BAYONNE, NJ - The overwhelming victory of the “Together We Can” slate in the Board of Education election sets the stage for the body to move forward on a number of initiatives, said Vice President Christopher Munoz.
“I never expected the margin of victory we achieved,” Munoz told TAPinto Bayonne.
While the victory set precedent with Munoz becoming the first BOE member to win three consecutive terms and David Watson the first African American to be elected, it also solidifies their majority on the board and will allow them to push ahead with an aggressive agenda over the next year.
Munoz said they all have a common goal to improve the schools and make sure the kids are taken care of. “We have to keep our finances in order,” Munoz said. “We improved our finances over the last year and we want to continue that.”

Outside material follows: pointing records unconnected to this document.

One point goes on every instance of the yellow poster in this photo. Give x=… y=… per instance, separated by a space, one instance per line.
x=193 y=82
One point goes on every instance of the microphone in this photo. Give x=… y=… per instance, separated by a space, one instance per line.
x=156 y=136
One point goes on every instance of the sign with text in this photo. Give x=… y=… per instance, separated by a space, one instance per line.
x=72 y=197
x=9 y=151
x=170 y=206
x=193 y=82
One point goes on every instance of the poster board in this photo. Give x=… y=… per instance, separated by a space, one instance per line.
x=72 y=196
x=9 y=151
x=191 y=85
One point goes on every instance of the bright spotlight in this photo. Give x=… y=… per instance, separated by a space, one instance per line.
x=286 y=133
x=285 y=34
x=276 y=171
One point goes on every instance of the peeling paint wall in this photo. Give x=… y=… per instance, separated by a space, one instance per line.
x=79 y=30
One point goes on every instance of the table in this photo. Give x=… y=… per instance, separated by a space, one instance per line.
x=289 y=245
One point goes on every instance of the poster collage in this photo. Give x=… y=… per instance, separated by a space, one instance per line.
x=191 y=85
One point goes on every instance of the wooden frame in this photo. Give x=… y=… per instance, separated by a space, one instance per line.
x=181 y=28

He said careful management by the board has lowered the tax rate associated with the schools from a little over 5 percent to about one percent. “We’re trying not to cause the taxes to rise,” Munoz added. “We are making improvements to the school district while at the same time being conscious of the taxes.”

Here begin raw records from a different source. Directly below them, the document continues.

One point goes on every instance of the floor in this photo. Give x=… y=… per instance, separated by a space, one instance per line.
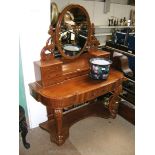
x=91 y=136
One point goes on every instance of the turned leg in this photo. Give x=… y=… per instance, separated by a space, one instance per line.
x=59 y=132
x=50 y=113
x=114 y=102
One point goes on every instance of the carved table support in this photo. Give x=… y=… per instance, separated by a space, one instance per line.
x=58 y=118
x=113 y=101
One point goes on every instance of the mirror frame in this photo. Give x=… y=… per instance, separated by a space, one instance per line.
x=58 y=30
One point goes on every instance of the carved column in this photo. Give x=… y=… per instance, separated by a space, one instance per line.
x=114 y=101
x=59 y=133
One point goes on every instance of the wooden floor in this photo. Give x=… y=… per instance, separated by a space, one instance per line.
x=91 y=136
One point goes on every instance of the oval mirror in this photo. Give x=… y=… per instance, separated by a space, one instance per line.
x=72 y=31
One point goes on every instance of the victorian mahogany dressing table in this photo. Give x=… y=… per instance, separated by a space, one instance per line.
x=63 y=82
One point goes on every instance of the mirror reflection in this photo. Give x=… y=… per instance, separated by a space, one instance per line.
x=73 y=31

The body will also continue to fight for the district's fair share of funding from the state, he said, offering that “We don’t get all the state aid we are entitled to."

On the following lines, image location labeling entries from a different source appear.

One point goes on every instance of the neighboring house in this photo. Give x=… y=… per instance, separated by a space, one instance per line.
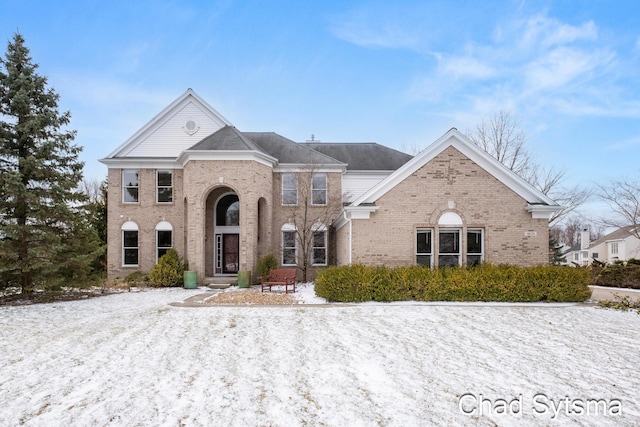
x=189 y=180
x=619 y=245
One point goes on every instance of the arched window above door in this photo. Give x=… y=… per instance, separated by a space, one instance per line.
x=228 y=211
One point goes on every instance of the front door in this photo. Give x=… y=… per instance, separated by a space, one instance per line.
x=230 y=253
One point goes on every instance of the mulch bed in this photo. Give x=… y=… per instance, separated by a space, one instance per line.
x=44 y=297
x=252 y=296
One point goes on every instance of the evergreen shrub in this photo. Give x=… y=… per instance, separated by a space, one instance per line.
x=266 y=263
x=169 y=271
x=505 y=283
x=618 y=275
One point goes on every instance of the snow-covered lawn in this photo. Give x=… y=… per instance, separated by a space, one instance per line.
x=133 y=360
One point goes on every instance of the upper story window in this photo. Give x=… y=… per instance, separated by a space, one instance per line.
x=289 y=189
x=130 y=185
x=289 y=245
x=228 y=211
x=129 y=243
x=475 y=250
x=164 y=238
x=319 y=245
x=164 y=186
x=319 y=189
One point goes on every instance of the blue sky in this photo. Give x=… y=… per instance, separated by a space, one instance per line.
x=398 y=73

COVID-19 poses additional obstacles.
“Opening the schools is a huge challenge,” Munoz said. “We need to do it safely and protect the staff and the students.” This means installing plexiglass and stockpile PPE. “Safety is our first priority,” he said.
The new board will also have to deal with labor contracts. This is the last year on the contracts for teachers and administrators. “We’d like to have the new contracts settled before the old one runs out,” he said.
The goal is to keep the employees satisfied.
“A happy worker is a productive worker,” Munoz concluded. “And we have to respect teachers as professionals. We want to keep our home-grown teacher in Bayonne and not have them go to other districts.”
“I think these candidates worked very hard in a challenging environment,” said Assemblyman Nick Chiaravalloti, who along with Davis, steered the powerful political machine behind the ticket.
“These candidates liked each other and worked well together,” Chiaravalloti said, noting that COVID-19 restrictions kept them from engaging in classic campaigns. “There were no rallies, or events that could bring them together with people.”
But on an educational policy side, they, along with their colleagues on the board, have the opportunity to carry through on progress they have previously started – including in technology and curriculum.
“It indicates that people are satisfied with what the board has been doing,” Chiaravalloti said. “They want to keep the progress going.”